Mountain stroll: 青山常運歩

A snow day meant the Sacred Mountains class didn't meet today, so I had a chance to go down a rabbit hole. Near the end of Edwin Bernbaum's Sacred Mountains of the World comes a brief quotation from the 13th century Japanese Zen master Dogen:

As for mountains, there are mountains hidden in jewels; there are mountains hidden in marshes, mountains hidden in the sky; there are mountains hidden in mountains. There is a study of mountains hidden in hiddenness. (San Francisco: Sierra Club Books, 1992, 257)

It comes a page after another well-chosen quotation, from the Skanda Purana:

He who thinks of Himachal, even if he does not see it, is greater than he who accomplishes all his devotions at Benares.

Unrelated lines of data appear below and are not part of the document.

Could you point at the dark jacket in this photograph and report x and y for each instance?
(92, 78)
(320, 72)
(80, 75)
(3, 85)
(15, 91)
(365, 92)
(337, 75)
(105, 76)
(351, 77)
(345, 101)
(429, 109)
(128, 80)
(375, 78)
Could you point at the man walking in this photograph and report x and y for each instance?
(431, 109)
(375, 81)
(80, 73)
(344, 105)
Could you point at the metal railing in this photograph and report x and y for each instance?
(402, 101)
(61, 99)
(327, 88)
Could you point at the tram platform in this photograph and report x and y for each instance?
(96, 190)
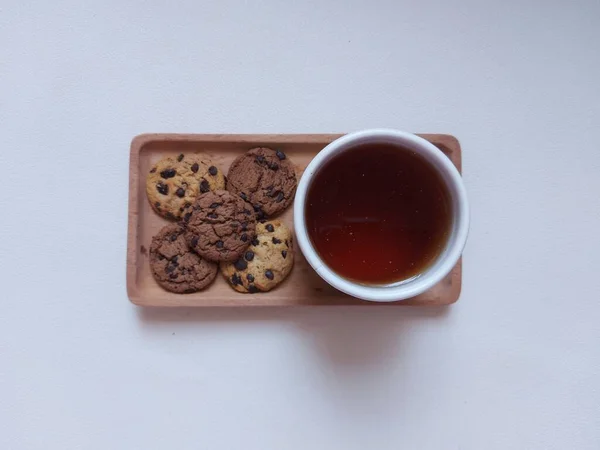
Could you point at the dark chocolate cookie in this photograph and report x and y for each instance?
(264, 177)
(266, 263)
(219, 225)
(175, 266)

He who thinks of Himachal will be freed from all his sins.... (256)

At this point in his gorgeously illustrated account of holy peaks around the world, Bernbaum is addressing readers who cannot but be filled with a mix of Wanderlust and envy. Just thinking about sacred mountains can be salutary for us who live in cities and on the plains, he concedes. Indeed, mountains by themselves - even ones held sacred by various peoples - can't reliably do the work for us, since their devotés are liable to mistake the symbol for what is symbolized: the holy mystery of life itself, disclosed through the double-take of things experienced as natural at the same time as holy. This ultimate depth experience is more accessible on mountains than elsewhere, given their optics, but the reality revealed is everywhere. Thus: Dogen.

Knowing we wouldn't have class, I veered away from Bernbaum prep to Dogen quest. Where does 道元 Dogen (1200-1253) say this, and what could it mean? It turns out to be near the end of the "山水経 Mountains and Waters Sutra," one of the earliest parts of the 正法眼蔵 Shobogenzo. The translation can be found here; the original, which I can half-pretend to be able to read, goes like this:

山も寶にかくるる山あり、澤にかくるる山あり、空にかくるる山あり、山にかくるる山あり、藏に藏山する參學あり。

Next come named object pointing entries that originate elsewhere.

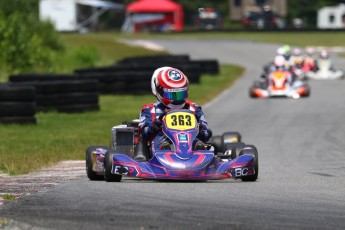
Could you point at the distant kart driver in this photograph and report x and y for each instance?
(170, 87)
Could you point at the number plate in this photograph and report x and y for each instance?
(180, 121)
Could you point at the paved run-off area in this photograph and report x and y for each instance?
(14, 187)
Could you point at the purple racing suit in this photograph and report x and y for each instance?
(151, 133)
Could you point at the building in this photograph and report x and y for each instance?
(238, 8)
(331, 17)
(68, 15)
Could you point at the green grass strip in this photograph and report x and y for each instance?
(59, 136)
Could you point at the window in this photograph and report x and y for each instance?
(260, 2)
(238, 3)
(331, 18)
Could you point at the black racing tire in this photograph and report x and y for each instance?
(39, 77)
(217, 142)
(235, 147)
(231, 137)
(88, 155)
(251, 150)
(108, 164)
(65, 99)
(81, 108)
(11, 92)
(68, 86)
(210, 66)
(18, 120)
(17, 109)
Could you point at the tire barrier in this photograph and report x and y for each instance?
(154, 58)
(130, 75)
(17, 104)
(209, 66)
(64, 93)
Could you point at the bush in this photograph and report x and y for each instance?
(26, 44)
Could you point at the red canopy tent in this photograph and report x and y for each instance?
(173, 12)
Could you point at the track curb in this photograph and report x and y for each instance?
(23, 185)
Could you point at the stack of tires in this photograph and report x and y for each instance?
(132, 75)
(63, 93)
(17, 104)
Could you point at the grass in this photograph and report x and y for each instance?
(59, 136)
(8, 197)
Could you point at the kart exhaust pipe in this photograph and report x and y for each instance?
(140, 152)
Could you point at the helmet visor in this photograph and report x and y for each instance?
(175, 94)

But to know what it might mean you need to know that Dogen's heading toward a complicated denouement, where words melt and recongeal, even as mountains are understood as the embodied insights of enlightened beings. (As a modern-language explanation I found puts it, 山はただ山であるというのではなく、解脱者の見た山であるということである.) Good also to know that the whole work is framed by the enigmatic pronouncements of two Chinese sages, 芙蓉道楷 Furong Daokai (1043-1118) and 雲門文偃 Yunmen Wenyan (864-949)

青山常運歩

東山水上行

the blue [green] mountains walk and the Eastern mountains move over water. There's all sorts of cool stuff about the nonduality of water and mountains, about water going upward and experienced as a solid palace by fish in the sea, while mountains, too, 流 flow (and don't flow; it's complicated, and isn't). But the upshot - an upshot - is:

自己の運歩をしらんがごとき、まさに青山の運歩をもしるべきなり。 

Those who would know their own walking must also know the walking of the blue [green] mountains. This has something to do with how we become one with what we perceive, so the mountains walk as we walk them, and as we study them mountains study themselves. But this is just the surface of what's going on, since, long before we came to the mountains, whether in thought or in stride, they were seen by the buddhas, and in some way we could with effort realize as well, are manifestations of these seeings. 山水が仏の教えを説 "Mountains and waters preach the Buddha's teaching," the modern Japanese page explains.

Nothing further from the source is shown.